Extra-oral examination revealed nothing of note.

Oral examination showed all his teeth to be of normal size and shape with minimal tooth surface loss, but with a brown discoloration and also pits and grooves in the enamel (Figure 1). This discoloration was in his anterior maxillary teeth, and lighter in his mandibular teeth, where there were white or yellow or slight brown enamel zones. Despite poor oral hygiene, most of his teeth were caries free.

Figure 1. Teeth discoloration.

Q1. Which is the probable cause of his teeth discoloration?

  • Amelogenesis imperfecta;
  • Habits;
  • Alkaptonuria;
  • Fluorosis;
  • Tetracycline staining.
  • Q1. The answer to which is the probable cause of his teeth discoloration?

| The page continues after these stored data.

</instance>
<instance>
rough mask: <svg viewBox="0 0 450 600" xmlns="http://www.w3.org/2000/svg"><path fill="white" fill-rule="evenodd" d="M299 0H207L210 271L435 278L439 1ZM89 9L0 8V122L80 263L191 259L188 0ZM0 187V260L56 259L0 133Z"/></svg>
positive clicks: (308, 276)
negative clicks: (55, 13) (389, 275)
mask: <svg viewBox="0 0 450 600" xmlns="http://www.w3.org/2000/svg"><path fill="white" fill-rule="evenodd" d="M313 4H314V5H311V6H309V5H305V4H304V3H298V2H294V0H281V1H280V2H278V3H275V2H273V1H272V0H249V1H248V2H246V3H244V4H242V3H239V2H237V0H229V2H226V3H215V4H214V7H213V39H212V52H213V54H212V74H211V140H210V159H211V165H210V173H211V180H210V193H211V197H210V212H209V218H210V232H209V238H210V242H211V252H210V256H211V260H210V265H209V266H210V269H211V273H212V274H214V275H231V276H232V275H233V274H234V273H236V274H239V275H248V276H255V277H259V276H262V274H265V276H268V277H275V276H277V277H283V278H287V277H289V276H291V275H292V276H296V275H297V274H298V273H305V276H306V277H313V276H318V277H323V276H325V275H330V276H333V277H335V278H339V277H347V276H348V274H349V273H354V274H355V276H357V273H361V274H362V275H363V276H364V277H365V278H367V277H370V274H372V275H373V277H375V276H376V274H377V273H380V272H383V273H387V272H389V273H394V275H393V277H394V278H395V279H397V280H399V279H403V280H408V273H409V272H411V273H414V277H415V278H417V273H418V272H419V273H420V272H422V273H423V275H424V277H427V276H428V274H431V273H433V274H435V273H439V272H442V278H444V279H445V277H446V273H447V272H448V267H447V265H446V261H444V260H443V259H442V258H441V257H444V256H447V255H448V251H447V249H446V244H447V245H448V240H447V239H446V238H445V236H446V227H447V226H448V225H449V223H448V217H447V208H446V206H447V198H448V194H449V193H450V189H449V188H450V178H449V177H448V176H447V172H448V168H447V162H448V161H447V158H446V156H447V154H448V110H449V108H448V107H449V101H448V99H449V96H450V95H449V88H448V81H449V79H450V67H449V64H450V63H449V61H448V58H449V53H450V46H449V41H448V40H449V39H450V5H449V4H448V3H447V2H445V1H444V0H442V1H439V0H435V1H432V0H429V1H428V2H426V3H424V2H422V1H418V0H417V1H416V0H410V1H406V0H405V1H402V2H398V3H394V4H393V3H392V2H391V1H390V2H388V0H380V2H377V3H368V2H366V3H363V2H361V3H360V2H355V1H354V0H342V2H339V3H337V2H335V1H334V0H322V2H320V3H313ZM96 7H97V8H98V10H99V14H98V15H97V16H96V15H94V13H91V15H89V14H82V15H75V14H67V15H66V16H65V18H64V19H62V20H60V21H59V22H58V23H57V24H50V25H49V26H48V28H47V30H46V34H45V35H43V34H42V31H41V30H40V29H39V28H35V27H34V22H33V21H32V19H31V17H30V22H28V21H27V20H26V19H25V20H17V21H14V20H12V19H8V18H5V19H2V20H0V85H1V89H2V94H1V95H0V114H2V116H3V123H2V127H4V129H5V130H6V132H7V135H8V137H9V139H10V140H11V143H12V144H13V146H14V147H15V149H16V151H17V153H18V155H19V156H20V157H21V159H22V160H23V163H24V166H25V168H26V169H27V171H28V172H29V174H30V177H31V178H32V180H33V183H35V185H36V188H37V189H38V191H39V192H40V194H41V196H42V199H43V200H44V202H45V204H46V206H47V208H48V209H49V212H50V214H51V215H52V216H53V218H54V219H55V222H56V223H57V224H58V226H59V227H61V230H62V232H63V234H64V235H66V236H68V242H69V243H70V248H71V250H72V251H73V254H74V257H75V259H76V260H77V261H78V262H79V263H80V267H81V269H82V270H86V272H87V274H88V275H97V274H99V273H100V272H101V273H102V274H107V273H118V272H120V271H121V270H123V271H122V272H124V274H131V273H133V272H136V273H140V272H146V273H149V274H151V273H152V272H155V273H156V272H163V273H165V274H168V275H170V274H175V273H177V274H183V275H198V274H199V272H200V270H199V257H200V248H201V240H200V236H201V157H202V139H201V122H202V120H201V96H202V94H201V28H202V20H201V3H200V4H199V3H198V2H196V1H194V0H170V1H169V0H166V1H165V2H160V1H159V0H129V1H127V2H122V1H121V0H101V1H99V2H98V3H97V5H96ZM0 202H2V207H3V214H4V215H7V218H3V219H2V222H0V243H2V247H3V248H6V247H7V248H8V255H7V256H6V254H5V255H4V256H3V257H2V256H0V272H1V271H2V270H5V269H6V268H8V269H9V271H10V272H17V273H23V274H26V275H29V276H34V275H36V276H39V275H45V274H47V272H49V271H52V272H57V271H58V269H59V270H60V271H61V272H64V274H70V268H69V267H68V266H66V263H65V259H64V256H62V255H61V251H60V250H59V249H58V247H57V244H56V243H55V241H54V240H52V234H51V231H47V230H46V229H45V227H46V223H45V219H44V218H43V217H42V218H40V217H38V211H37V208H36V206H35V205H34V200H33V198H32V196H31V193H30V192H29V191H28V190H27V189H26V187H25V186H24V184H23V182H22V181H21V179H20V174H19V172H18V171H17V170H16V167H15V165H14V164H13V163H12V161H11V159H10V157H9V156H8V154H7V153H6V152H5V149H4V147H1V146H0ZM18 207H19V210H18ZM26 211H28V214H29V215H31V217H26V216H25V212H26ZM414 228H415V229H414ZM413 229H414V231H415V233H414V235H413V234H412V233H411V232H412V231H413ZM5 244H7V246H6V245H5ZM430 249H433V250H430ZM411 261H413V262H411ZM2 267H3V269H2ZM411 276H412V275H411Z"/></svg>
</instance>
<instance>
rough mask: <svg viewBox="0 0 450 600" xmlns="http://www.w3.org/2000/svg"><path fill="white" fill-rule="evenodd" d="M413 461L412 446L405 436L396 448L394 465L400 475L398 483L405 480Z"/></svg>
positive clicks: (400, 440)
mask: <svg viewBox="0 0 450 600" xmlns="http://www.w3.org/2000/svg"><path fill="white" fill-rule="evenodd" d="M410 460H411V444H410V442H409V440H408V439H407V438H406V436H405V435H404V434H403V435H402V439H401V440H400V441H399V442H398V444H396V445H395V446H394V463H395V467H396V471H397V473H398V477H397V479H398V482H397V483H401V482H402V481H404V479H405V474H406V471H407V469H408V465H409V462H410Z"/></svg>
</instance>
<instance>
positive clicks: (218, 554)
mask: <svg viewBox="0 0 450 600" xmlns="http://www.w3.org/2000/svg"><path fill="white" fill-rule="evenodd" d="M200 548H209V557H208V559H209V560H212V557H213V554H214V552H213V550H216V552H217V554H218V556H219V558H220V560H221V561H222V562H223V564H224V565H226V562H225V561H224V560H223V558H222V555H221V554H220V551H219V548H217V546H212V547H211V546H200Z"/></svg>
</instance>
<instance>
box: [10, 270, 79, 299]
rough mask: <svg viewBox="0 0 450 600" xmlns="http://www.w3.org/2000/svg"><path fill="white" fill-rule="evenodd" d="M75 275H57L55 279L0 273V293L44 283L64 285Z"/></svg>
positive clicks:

  • Amelogenesis imperfecta is a rare inherited condition which affects the enamel matrix formation and mineralization. This condition results in discoloured (brown or white), pitted or grooved deciduous and permanent teeth. This patient's teeth showed some characteristics of amelogenesis imperfecta, such as pits and grooves and a white and brown zone of discoloration, but had attrition.
  • Habits, such as excessive smoking, drinking of wine, tea or coffee and chronic mouthwash use (especially chlorhexidine) can cause a brown tooth discoloration by absorption of stains into tooth surface deposits, such as plaque or acquired pellicle. Chromogenic bacteria can cause a black/brown stain in the cervical part of the teeth in some children with good oral hygiene and low caries; this is termed ‘black stain’. The workplace of our patient is rich in extrinsic metals and could contribute, together with his smoking and drinking habits, to his tooth discoloration. However, this is not the main cause, as brown stains had also been seen in his primary dentition and in the dentitions of other relatives and several residents of his town.
  • Alkaptonuria is a disease characterized by the incomplete metabolism of tyrosine and phenylalanine, promoting the formation of homogentisic acid (HGA) which causes the urine to turn black on air exposure and the skin to darken and the permanent teeth to appear brown. Accumulation of the HGA in the joints also causes disease. Our patient has some, but not all, the characteristics of this disease, such as the brown colour of his teeth, joint problems (pain, stiffness) and a positive family history. However, other important findings, such as the unchanged colour of his urine, the lack of pigmented sclerae and the increased tooth discoloration among other residents in his own town, makes this diagnosis most unlikely.
  • Fluorosis is a developmental disturbance of dental enamel caused by fluoride overexposure during the first 8 years of life. It is characterized by white striations in the enamel (mild form) to a deep permanent diffuse brown discoloration (severe form). Our patient appears to have all the clinical characteristics of fluorosis. This is in agreement with the fact that he has lived all his life in a town where the natural fluoride concentration in the drinking water exceeds 3.8 mg/L. The fluoride excess interacts with the mineralized tissues, such as teeth or bones, increasing their resistance to demineralization. Fluoride is found in drinking water, foods and drinks, and toothpastes and mouthwashes. Fluorosis occurs when the patient consumes water with a fluoride concentration of >2 mg/L or takes excess fluoride tablets (>2 tablets/day) for many months, or overuses toothpastes or mouthwashes (>5 times/day) for years.
  • Tetracycline staining is a typical adverse effect when this broad spectrum antimicrobial has been given to women during the second or third trimesters of pregnancy, or to breast-feeding mothers or to children up to 8 years of age. This stain consists of discrete yellow to grey or brown lines in both dentitions which are directly correlated to the stage of tooth development at the time of tetracycline exposure. The tetracycline binds to calcium ions forming a stable complex of tetracycline calcium orthophosphate. Permanent teeth tend to show a more diffuse and darker discoloration due to oxidation than do affected primary teeth.